Oskar Käser et Kurt Lüscher devant leur Farman au moteur caréné.

[Coll. Michel Barrière]


¤ 1928 - 1929 : Oskar Käser


            En 1928, Oskar Käser est un jeune pilote de 21 ans breveté en 1926 à l'école Alfred Comte de Zurich. Il effectue cette année-là un raid Zurich – Bombay en compagnie du lieutenant pilote Imhof de l'armée suisse sur l'Alfred Comte A.C. 4 CH-225, moteur Cirrus 75-80 cv.
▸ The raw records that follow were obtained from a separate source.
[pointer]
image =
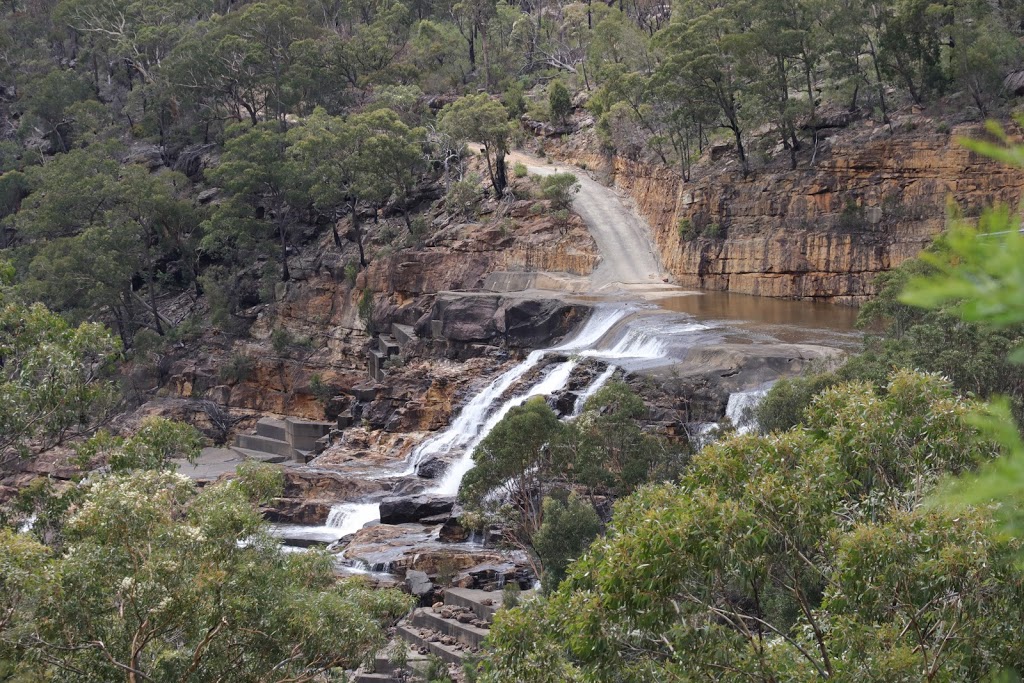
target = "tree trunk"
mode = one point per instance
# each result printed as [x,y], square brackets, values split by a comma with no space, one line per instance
[283,232]
[501,176]
[357,233]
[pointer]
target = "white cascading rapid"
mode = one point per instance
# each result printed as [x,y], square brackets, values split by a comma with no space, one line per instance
[603,336]
[740,408]
[474,417]
[594,387]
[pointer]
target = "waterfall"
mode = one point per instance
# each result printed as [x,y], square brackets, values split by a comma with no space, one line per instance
[605,335]
[595,386]
[348,518]
[473,418]
[740,408]
[553,381]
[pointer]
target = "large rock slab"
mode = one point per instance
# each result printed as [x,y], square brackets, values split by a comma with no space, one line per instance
[401,510]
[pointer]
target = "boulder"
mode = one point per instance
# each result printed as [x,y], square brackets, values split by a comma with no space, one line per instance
[398,510]
[536,322]
[419,584]
[469,318]
[431,468]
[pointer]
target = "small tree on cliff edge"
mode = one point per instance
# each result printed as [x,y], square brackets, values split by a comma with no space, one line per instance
[482,120]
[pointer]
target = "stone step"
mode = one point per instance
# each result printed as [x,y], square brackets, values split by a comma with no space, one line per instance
[302,434]
[474,599]
[264,443]
[271,428]
[261,456]
[446,653]
[388,345]
[376,678]
[403,334]
[466,634]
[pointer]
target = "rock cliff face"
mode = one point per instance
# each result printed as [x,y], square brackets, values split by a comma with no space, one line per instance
[870,202]
[314,327]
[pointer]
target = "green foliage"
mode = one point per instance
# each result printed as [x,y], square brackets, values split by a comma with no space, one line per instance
[569,525]
[559,102]
[510,595]
[177,584]
[54,380]
[436,671]
[238,369]
[366,311]
[463,197]
[530,455]
[783,406]
[150,447]
[559,189]
[813,541]
[479,119]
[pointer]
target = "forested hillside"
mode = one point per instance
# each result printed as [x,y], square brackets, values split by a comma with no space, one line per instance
[215,210]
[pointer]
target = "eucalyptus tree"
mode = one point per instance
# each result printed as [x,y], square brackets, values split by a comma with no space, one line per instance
[161,581]
[800,556]
[480,119]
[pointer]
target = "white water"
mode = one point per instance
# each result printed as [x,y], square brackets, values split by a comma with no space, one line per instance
[595,386]
[483,412]
[350,517]
[740,408]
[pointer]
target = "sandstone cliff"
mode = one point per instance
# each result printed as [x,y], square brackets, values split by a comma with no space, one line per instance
[871,200]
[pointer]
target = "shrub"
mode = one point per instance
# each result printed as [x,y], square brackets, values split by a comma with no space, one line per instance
[782,408]
[568,527]
[510,595]
[559,188]
[559,101]
[320,389]
[366,311]
[281,339]
[463,196]
[238,369]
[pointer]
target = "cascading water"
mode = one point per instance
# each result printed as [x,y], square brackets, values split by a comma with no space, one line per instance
[610,334]
[594,387]
[740,408]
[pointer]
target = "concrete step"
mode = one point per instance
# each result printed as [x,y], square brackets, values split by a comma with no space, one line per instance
[414,660]
[474,599]
[448,653]
[264,443]
[271,428]
[375,678]
[464,633]
[403,334]
[261,456]
[388,345]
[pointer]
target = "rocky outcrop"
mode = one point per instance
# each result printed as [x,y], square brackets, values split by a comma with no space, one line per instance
[496,319]
[398,510]
[871,201]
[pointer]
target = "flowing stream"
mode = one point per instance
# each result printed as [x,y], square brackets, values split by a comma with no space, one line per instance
[630,336]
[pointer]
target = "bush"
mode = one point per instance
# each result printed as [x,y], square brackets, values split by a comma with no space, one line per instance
[321,389]
[463,196]
[569,526]
[238,369]
[510,595]
[559,188]
[782,408]
[559,101]
[366,311]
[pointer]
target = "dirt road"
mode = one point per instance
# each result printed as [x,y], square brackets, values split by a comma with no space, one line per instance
[628,256]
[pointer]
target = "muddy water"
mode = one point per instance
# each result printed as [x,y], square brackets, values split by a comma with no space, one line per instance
[636,331]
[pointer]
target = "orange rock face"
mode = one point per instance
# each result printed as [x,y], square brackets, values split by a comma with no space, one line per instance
[871,202]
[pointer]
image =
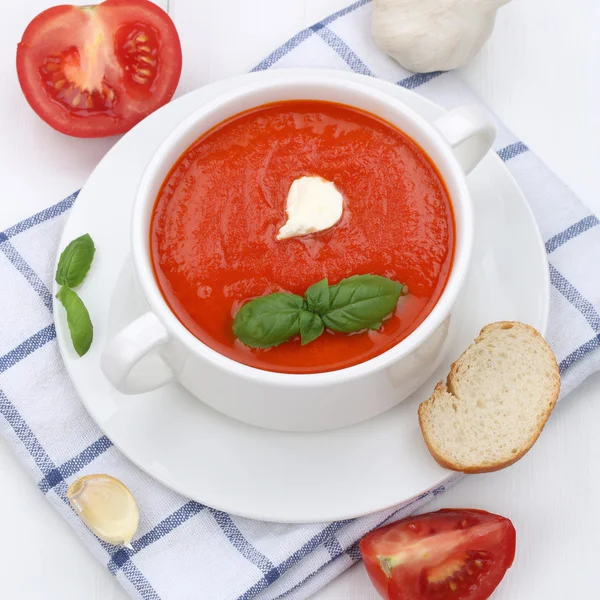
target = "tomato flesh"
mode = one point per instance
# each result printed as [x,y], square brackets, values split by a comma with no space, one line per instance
[95,71]
[456,554]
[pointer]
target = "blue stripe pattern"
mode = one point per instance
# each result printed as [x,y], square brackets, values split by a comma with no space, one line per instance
[44,215]
[241,544]
[24,349]
[342,50]
[74,465]
[419,79]
[28,273]
[571,232]
[584,306]
[513,150]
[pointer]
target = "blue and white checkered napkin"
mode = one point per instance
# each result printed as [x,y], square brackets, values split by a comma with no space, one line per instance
[185,550]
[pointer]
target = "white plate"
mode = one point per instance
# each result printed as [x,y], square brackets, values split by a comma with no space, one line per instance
[270,475]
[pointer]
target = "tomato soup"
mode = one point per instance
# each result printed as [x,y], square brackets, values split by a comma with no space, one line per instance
[213,233]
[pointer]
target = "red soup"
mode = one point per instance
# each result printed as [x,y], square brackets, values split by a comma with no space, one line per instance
[214,227]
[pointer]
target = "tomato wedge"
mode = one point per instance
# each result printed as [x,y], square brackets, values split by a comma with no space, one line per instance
[95,71]
[453,554]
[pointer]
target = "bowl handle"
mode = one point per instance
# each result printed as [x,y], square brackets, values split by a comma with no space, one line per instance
[138,341]
[469,132]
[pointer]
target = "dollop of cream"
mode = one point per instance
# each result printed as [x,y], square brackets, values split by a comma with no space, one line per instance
[313,204]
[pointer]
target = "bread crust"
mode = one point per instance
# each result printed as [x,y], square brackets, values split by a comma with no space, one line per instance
[443,387]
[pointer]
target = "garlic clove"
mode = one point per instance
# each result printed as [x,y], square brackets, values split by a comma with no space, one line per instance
[106,506]
[425,36]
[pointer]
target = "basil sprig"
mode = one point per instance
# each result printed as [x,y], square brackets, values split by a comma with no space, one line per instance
[356,303]
[78,320]
[73,265]
[75,261]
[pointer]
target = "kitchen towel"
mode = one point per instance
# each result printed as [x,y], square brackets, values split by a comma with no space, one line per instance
[185,550]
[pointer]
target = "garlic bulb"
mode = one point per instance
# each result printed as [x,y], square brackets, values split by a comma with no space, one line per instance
[433,35]
[106,506]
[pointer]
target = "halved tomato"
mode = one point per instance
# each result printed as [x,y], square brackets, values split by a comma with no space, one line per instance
[453,554]
[94,71]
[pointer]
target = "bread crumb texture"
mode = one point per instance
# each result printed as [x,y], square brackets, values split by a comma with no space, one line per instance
[495,402]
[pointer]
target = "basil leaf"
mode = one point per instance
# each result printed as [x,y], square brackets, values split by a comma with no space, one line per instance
[269,320]
[311,327]
[317,297]
[361,302]
[78,319]
[75,261]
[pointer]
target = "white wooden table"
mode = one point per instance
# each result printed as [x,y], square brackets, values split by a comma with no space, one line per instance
[540,72]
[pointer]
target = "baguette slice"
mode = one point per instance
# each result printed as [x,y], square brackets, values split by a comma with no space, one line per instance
[495,401]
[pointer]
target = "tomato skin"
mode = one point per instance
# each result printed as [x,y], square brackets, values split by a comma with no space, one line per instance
[82,87]
[452,554]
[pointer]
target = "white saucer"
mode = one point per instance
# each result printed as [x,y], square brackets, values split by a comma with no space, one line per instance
[270,475]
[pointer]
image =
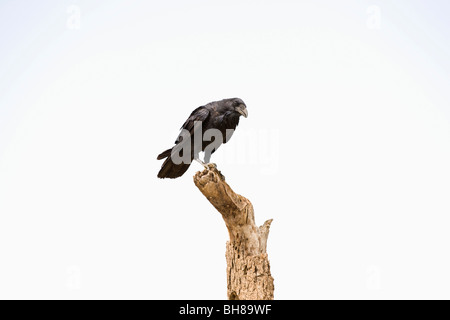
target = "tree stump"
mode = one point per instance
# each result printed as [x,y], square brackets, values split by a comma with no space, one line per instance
[248,268]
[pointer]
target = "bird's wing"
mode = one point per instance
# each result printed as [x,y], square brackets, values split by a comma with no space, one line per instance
[199,114]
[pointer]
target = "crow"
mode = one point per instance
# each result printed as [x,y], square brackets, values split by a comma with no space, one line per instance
[223,116]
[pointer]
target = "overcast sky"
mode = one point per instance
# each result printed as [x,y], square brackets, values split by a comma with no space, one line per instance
[346,147]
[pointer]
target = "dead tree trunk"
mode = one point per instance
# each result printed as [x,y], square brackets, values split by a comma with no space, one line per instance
[248,268]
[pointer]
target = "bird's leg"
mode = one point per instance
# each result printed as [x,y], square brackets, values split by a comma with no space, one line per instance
[197,158]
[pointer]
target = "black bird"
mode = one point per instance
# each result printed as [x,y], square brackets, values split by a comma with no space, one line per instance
[221,115]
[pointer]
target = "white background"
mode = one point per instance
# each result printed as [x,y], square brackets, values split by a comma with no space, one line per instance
[347,146]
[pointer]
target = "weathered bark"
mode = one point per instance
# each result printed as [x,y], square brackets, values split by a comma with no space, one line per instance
[248,268]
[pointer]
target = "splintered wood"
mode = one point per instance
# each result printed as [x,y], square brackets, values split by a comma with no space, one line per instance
[248,268]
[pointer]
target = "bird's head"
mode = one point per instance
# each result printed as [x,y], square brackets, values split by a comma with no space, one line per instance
[238,106]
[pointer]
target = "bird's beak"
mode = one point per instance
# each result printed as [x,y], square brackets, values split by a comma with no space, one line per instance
[243,110]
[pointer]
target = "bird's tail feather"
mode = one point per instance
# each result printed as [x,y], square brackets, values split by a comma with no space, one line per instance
[165,154]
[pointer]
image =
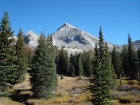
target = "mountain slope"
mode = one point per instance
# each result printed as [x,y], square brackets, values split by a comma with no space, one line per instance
[72,37]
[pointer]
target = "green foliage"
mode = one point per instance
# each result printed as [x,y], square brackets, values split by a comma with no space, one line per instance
[44,78]
[116,62]
[63,62]
[61,76]
[71,70]
[8,67]
[132,60]
[124,59]
[87,63]
[29,53]
[102,72]
[80,66]
[21,57]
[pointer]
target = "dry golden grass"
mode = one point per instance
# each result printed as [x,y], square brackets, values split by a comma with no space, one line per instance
[6,101]
[71,82]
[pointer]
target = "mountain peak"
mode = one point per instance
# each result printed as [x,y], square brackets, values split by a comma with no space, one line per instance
[66,25]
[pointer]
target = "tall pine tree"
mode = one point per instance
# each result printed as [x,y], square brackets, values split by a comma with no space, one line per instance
[44,78]
[124,60]
[102,72]
[132,60]
[8,67]
[116,62]
[21,56]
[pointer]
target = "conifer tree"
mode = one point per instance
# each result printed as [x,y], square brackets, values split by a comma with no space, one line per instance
[21,57]
[116,62]
[138,62]
[124,60]
[102,80]
[63,62]
[80,66]
[132,60]
[88,65]
[44,78]
[8,67]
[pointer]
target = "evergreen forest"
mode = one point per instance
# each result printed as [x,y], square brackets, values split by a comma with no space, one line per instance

            Partis de Zurich-Dübendorf le 11 septembre, les deux Suisses se dirigent sur Sofia avant de continuer lentement vers l'est, arrivant à Alep vers le 18 septembre. Ce n'est que le 16 octobre, près d'un mois après leur départ, qu'ils atteignent Bagdad, après avoir couvert les derniers 4.500 kilomètres en 4 jours de vol. Les deux pilotes y séjournent plusieurs semaines, en raison d'une avarie de moteur et d'une grave maladie de Käser. Ils ne reprennent leur vol que le 5 novembre pour atterrir à Bouchir. Leur étape suivante est interrompue par plusieurs atterrissages forcés avant d'atteindr Djask le 8 novembre. Le 30 décembre, après des étapes à Karachi et Bhavnagar, Käser et Imhof arrivent enfin à Bombay, but de leur voyage.


            C'est par mer qu'ils reviennent en Europe : le 4 février, après avoir été retenus trois jours au large par la tempête, ils débarquent leur appareil à Marseille et reprennent leur vol. Partis de Marignane à 12h20, ils survolent la vallée du Rhône, Grenoble, la vallée du Grésivaudan, Chambéry, le lac du Bourget, Genève, puis Morat. Ils se posent sur le terrain enneigé de Zurich-Dübendorf à 17 h 30 après un vol de 5 h 10 dans des conditions peu favorables.

  

¤ 1929 : Le projet transatlantique d'Oskar Käser et Kurt Lüscher


            Dès son retour, malgré son expérience limitée, Oskar Käser décide de se lancer dans un projet de grande ampleur. En mars, il propose au journaliste et voyageur suisse René Gouzy un vol Zurich – Australie. Le journaliste refuse, arguant que le projet est certes séduisant, mais a déjà été réalisé à plusieurs reprises et ne lui paraît pas économiquement viable.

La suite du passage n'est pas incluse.